Расправа бы последовала. Но сунулась в дверь голова пионервожатой. Щеки красные. Голос запыхавшийся.
— В зал. Всех. Мероприятие.
Бурмистров, вытянув ноги чуть ли не под соседнюю парту, все свистел со своей задней, куда его сослали учителя в надежде, что так он меньше будет отвлекать класс.
— С-с-ст! Ты. Шапка, слышь. С-с-с-ст. Шапка!
Шурка старался не слушать. И все равно слушал — спиной.
— У тебя под шапкой там рога? Ты что ее не снимаешь?
Порхнул почтительный гоготок.
— Бурмистров, — одернула училка. Но ненадолго.
— Шапка! У тебя там под шапкой что, лысина?
Шурке было не до него.
На чердаке пахло пылью. По правилам военного времени было пусто, стояла только бочка с песком — на случай, если война сюда все-таки доберется. В круглое чердачное окошко Шурка видел внизу бурное озерцо большой перемены. Шум доносился всплесками. Бурмистров рыскал среди волн, как акула, стайки мелкой рыбешки так и шарахались врассыпную. «Меня ищет», — понял Шурка и тут же выбросил из головы: некогда. Сел на бочку. Расстелил на коленях чистый листок. Взял карандаш: клякс быть не должно. Облизнул.
Если бы Луша орала, сердилась, если бы наказывала, было бы куда проще.

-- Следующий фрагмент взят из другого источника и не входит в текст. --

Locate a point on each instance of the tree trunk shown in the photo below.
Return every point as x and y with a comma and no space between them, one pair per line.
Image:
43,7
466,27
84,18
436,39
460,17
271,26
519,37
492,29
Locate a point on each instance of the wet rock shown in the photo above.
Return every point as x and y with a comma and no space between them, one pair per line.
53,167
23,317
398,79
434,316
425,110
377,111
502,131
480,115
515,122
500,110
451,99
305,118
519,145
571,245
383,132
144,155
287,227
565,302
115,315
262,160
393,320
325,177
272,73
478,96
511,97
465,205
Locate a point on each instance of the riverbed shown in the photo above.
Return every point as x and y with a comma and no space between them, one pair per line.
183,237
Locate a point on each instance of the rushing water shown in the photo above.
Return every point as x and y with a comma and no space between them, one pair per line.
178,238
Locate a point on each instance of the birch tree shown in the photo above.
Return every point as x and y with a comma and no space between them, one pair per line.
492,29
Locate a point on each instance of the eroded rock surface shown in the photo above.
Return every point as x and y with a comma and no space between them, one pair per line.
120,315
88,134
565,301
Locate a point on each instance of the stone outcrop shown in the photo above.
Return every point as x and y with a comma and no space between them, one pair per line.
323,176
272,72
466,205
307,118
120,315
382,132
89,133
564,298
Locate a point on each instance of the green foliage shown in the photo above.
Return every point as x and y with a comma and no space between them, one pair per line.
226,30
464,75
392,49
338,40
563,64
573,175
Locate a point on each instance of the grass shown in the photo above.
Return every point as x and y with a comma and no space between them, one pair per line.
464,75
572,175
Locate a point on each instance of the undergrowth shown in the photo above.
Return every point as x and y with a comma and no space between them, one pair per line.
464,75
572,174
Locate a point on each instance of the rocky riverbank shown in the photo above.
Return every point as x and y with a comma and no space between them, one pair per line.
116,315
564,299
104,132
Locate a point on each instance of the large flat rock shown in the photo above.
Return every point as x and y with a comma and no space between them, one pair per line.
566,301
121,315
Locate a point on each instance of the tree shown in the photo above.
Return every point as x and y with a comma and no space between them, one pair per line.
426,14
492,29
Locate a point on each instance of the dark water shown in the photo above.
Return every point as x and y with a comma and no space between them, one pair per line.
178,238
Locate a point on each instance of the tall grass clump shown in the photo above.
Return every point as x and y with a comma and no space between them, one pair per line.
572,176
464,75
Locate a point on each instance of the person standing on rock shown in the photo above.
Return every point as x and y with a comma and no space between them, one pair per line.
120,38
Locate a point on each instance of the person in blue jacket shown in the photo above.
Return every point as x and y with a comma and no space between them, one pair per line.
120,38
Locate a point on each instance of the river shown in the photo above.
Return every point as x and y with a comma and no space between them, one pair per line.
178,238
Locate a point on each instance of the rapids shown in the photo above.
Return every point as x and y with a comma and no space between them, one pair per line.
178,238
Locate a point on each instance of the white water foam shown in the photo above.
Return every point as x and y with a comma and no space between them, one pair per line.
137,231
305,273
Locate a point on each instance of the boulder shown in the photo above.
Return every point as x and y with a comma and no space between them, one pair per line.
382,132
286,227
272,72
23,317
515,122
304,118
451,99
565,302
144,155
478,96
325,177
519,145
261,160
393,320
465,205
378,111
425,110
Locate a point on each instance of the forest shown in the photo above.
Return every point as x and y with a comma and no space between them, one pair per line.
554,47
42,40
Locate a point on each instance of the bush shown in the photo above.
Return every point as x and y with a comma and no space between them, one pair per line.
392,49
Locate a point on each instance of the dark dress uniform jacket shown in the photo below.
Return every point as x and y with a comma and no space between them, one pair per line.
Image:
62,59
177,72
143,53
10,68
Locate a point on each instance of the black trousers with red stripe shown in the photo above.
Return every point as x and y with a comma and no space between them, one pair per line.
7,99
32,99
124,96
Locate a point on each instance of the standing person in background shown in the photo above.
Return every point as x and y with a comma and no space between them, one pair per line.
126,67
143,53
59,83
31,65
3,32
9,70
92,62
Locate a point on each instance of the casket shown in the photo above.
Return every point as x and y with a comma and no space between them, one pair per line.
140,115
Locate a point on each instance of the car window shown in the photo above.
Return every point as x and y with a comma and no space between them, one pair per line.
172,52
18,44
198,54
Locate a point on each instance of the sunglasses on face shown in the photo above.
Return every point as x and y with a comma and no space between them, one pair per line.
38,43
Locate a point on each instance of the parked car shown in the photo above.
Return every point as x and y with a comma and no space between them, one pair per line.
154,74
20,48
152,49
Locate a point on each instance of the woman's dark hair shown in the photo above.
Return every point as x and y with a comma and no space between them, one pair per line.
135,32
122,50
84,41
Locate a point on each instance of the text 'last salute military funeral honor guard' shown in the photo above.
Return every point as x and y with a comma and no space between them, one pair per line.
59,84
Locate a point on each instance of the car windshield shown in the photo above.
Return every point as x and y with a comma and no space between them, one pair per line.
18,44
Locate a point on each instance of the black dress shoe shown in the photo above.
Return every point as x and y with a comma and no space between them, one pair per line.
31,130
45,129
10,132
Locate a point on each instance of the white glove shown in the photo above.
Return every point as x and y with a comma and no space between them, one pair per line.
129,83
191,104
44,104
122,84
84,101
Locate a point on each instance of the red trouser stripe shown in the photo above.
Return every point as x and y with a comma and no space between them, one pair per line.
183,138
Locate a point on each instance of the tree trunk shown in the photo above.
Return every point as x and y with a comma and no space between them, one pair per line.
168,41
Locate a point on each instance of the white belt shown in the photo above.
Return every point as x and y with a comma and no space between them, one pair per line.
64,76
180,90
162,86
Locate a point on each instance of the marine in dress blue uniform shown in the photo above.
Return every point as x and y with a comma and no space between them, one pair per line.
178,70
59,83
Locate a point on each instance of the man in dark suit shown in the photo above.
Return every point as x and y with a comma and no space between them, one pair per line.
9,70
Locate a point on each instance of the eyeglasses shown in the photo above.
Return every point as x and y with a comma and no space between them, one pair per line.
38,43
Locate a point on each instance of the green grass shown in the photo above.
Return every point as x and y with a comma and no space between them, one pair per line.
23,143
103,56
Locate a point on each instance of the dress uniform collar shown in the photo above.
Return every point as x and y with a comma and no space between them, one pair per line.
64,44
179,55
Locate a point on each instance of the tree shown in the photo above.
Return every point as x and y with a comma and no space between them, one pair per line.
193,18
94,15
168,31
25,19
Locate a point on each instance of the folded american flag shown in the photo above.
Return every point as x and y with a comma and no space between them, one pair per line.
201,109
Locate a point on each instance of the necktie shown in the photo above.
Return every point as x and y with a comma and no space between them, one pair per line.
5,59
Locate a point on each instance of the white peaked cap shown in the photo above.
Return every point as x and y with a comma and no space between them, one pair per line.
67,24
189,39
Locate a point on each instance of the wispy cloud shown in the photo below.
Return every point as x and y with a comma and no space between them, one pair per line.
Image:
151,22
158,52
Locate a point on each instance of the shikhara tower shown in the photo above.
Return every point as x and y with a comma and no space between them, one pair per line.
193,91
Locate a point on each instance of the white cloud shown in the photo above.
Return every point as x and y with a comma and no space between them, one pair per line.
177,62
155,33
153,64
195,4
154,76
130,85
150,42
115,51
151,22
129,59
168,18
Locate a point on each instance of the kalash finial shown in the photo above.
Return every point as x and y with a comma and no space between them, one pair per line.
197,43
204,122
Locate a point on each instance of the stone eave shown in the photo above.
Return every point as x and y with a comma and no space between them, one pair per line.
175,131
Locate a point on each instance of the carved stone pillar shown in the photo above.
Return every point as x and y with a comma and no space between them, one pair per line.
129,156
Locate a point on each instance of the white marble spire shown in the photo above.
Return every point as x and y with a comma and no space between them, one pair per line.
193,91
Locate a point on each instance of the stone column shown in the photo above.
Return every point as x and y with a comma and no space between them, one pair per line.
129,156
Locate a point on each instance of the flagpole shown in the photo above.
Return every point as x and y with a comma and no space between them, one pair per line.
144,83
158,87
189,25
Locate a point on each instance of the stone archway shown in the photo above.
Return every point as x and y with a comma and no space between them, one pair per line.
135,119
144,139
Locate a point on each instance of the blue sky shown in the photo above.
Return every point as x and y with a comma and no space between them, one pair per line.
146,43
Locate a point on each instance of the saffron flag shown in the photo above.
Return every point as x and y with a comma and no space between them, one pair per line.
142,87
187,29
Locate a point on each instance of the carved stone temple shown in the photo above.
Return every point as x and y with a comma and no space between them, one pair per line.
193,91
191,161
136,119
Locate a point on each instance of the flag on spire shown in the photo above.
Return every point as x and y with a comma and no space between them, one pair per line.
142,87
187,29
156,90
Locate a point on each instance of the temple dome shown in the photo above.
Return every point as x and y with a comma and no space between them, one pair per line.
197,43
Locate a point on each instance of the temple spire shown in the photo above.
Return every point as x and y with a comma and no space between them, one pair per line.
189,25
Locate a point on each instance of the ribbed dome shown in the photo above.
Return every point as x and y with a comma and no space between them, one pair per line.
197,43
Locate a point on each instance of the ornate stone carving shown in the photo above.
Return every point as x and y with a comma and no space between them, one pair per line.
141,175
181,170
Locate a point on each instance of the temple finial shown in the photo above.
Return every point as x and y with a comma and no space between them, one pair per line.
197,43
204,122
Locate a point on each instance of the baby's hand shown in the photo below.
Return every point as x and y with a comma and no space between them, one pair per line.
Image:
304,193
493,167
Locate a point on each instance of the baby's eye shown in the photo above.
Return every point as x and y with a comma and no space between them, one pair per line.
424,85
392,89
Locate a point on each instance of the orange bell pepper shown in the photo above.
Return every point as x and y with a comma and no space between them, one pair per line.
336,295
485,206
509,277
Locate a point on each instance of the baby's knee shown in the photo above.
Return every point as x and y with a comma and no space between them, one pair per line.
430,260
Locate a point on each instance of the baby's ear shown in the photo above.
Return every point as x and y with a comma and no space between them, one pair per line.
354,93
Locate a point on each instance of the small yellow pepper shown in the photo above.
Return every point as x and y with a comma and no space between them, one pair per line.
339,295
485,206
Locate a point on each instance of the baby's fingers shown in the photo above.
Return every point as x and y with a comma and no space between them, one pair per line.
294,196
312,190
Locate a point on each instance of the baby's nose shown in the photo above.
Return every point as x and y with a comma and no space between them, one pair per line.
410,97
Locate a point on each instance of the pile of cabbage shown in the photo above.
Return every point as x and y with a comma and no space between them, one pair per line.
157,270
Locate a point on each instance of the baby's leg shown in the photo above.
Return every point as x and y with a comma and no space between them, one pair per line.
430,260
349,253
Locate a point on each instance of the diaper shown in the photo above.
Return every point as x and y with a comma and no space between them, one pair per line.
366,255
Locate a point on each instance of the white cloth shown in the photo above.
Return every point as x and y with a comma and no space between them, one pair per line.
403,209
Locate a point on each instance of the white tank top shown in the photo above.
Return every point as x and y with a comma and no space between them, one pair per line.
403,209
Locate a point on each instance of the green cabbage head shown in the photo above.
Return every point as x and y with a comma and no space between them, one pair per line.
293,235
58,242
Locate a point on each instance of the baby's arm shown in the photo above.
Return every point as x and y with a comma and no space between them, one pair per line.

«Это не вранье, — успокоил он себя. — Без вести, значит, они сами не знают. А только зря пугают». Лушу следовало прежде всего успокоить. Может даже, обрадовать. Даже если все плохо, может быть хорошо.
И вывел первую строчку:
«Милые мои Луша и Валечка».
Завуч трясла из колокольчика душу. Торнадо, водовороты, завихрения, втиснутые в четыре стены актового зала прямиком со школьного двора, улеглись не сразу. Только тогда завуч поставила колокольчик на стол — как перевернутую донцем вверх рюмку. В окна лупило солнце. Зернышки лиц были обращены к ней. Сонные, ухмыляющиеся, подобострастные, равнодушные. Она привычно ужаснулась: чужие дети, будущие взрослые. Взрослые люди уже проглядывали сквозь эти детские лица. Вот эта, с косичками, — будущая общественница. Эта — мать-одиночка. Прямо-таки написано на еще ясном детском лбу. Этот — неудачник. Этот из тех, кто первым записывается на фронт и первым погибает. В этом уже проглядывает упитанный директор магазина. А по этому — плачет тюрьма. «Бурмистров, не вертись», — холодно приказала завуч. Взгляд ее привычно скользил по поляне голов. Проверял порядок. Натолкнулся — как на обгорелый пень.
— Шапку сними, — прошипела она. И тут же забыла. Не до того. — Сегодня у нас! — зычно возгласила она. — В рамках шефской работы. Гость из осажденного героического Ленинграда.